More than n! join orders?

Earlier today I was getting paranoid and thought I had found an error in my “Intro to SQL tuning” paper namely that there were more than n! join orders.

Here is what I said in the paper:

There are many possible join orders.  If the variable n represents the number of tables in your from clause there are n! possible join orders.  So, our example query has 3! = 6 join orders:

sales, products, customers
sales, customers, products
products, customers, sales
products, sales, customers
customers, products, sales
customers, sales, products

I knew that my main point was correct – there are a bunch of possible join orders.  But I wasn’t sure that n! was right.  Take the case of the join order sales, products, customers.  First you join sales and products with sales on the left and products on the right.  But when you join the result with customers does customers have to be on the right side of the resulting join?  Finally, late today I did a test script to show customers on either side of the join but with the same leading hint defining the join order.

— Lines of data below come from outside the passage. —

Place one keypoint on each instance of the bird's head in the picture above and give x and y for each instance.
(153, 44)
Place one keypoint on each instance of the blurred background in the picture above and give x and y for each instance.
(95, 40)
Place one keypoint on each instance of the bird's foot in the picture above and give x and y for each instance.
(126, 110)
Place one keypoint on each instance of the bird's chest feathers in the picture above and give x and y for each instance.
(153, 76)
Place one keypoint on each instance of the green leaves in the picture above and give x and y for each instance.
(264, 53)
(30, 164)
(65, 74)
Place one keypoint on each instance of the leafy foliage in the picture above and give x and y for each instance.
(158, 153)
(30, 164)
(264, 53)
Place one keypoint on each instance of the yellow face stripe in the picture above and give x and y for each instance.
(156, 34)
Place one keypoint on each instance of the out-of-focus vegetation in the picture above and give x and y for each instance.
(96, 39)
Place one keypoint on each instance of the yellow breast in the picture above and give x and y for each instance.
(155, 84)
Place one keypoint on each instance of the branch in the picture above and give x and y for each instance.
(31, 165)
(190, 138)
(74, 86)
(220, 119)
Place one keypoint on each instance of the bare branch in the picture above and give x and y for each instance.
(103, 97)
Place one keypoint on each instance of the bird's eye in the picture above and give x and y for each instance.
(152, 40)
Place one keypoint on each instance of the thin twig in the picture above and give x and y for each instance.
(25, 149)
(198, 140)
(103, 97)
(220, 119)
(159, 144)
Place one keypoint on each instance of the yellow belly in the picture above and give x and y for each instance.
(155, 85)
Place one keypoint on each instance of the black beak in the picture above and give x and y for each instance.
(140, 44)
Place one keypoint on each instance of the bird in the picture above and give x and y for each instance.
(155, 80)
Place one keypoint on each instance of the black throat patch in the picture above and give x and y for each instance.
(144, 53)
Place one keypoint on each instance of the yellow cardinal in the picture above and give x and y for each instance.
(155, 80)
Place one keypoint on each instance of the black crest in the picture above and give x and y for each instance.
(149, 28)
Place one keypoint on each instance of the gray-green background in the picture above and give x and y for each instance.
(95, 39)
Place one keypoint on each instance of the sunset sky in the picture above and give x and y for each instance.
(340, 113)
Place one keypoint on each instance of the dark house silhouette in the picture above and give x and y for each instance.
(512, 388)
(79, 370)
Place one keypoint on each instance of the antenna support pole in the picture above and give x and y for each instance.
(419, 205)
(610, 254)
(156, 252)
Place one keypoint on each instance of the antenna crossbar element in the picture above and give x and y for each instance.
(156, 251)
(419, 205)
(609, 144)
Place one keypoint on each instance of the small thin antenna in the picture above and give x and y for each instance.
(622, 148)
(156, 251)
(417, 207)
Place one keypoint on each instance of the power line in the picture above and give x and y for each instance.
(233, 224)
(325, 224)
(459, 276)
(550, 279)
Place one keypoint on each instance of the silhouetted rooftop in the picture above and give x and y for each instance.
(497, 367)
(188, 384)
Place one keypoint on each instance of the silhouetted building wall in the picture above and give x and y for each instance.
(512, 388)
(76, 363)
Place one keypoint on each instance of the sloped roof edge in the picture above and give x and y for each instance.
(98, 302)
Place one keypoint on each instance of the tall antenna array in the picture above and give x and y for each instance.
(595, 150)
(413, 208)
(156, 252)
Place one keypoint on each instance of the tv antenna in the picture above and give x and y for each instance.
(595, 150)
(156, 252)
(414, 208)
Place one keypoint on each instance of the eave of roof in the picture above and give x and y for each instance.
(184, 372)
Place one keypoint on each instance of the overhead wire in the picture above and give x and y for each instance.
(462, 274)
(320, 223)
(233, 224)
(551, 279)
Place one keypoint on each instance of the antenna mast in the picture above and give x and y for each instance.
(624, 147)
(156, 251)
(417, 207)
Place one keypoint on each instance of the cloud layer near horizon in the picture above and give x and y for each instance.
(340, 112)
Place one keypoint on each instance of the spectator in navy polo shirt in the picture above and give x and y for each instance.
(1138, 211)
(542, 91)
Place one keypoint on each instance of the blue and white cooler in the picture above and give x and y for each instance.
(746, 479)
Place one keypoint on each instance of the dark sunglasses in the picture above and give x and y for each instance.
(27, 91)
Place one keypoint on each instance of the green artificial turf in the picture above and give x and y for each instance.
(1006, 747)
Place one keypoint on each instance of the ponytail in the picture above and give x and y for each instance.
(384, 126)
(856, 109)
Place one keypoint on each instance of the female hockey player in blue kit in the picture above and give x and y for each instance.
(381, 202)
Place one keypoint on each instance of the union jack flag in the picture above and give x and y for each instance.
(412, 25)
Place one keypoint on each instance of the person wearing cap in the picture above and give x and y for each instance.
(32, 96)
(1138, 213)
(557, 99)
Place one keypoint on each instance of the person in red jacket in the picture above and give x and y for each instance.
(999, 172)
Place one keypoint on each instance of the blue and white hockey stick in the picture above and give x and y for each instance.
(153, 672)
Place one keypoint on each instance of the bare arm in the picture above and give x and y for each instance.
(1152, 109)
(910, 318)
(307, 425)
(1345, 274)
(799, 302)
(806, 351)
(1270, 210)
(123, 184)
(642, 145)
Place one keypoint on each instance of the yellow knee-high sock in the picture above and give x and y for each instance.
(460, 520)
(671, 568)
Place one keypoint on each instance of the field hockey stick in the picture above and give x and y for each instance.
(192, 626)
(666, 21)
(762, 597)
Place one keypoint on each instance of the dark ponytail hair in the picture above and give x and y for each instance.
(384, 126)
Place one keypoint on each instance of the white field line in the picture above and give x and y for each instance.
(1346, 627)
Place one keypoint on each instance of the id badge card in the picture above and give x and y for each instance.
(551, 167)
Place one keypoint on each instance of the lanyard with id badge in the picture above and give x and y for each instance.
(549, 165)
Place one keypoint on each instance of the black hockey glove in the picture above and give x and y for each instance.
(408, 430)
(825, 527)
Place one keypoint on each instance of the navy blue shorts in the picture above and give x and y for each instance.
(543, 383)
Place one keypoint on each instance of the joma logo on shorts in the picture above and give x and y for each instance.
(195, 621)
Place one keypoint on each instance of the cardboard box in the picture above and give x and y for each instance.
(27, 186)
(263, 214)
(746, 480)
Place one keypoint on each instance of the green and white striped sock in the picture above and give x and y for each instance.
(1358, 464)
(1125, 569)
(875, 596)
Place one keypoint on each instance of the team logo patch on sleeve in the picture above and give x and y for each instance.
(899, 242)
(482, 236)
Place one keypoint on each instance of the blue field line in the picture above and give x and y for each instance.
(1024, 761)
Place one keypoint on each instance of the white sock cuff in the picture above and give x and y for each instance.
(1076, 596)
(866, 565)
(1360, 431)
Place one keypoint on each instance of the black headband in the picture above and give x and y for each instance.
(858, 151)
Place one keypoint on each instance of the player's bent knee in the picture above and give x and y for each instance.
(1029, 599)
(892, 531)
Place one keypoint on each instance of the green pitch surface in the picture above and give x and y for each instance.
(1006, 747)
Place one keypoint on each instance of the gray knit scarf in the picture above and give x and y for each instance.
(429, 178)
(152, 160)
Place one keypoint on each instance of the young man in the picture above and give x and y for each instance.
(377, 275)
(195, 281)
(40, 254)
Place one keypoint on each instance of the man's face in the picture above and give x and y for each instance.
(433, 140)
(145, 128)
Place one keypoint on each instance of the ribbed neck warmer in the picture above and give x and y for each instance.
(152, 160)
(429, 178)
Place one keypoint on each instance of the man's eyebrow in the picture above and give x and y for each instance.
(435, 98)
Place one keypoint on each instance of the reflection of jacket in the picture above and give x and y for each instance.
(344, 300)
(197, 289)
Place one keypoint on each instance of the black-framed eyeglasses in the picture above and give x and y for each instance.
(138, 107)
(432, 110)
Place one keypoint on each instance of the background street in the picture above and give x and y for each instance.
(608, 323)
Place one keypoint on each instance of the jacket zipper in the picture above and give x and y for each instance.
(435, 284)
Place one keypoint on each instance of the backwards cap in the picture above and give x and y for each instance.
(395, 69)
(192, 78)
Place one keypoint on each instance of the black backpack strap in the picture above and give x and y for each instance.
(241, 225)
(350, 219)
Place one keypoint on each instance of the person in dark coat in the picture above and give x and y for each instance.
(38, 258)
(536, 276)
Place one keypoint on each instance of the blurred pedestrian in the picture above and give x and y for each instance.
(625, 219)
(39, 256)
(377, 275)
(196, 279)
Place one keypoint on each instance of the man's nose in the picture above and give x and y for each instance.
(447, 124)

/*+ leading(sales products customers) 
cardinality(customers 1)
cardinality(sales 1000000) 
cardinality(products 1000000) */

-------------------------------------------------
| Id  | Operation           | Name      | Rows  |
-------------------------------------------------
|   0 | SELECT STATEMENT    |           |   250G|
|*  1 |  HASH JOIN          |           |   250G|
|*  2 |   TABLE ACCESS FULL | CUSTOMERS |     1 |
|*  3 |   HASH JOIN         |           |   500G|
|*  4 |    TABLE ACCESS FULL| SALES     |  1000K|
|*  5 |    TABLE ACCESS FULL| PRODUCTS  |  1000K|
-------------------------------------------------

/*+ leading(sales products customers) 
cardinality(customers 1000000) 
cardinality(sales 1) 
cardinality(products 1) */

-------------------------------------------------
| Id  | Operation           | Name      | Rows  |
-------------------------------------------------
|   0 | SELECT STATEMENT    |           |   500K|
|*  1 |  HASH JOIN          |           |   500K|
|*  2 |   HASH JOIN         |           |     1 |
|*  3 |    TABLE ACCESS FULL| SALES     |     1 |
|*  4 |    TABLE ACCESS FULL| PRODUCTS  |     1 |
|*  5 |   TABLE ACCESS FULL | CUSTOMERS |  1000K|
-------------------------------------------------

I used cardinality hints to get customers to go before or after the join of sales and product.  So, I guess the right answer for now is that there are n! ways to list n tables in the from clause in the leading hint.  But there are more than n! execution plans that could result.

– Bobby

Posted in Uncategorized | Leave a comment

Faster commit time with shared servers

This is a follow up to my previous post “Faster commit time with fewer sessions“.  I’ve put together a test case against an HP-UX server running 10.2.0.3 of Oracle that shows commits six times faster with shared servers than with dedicated servers.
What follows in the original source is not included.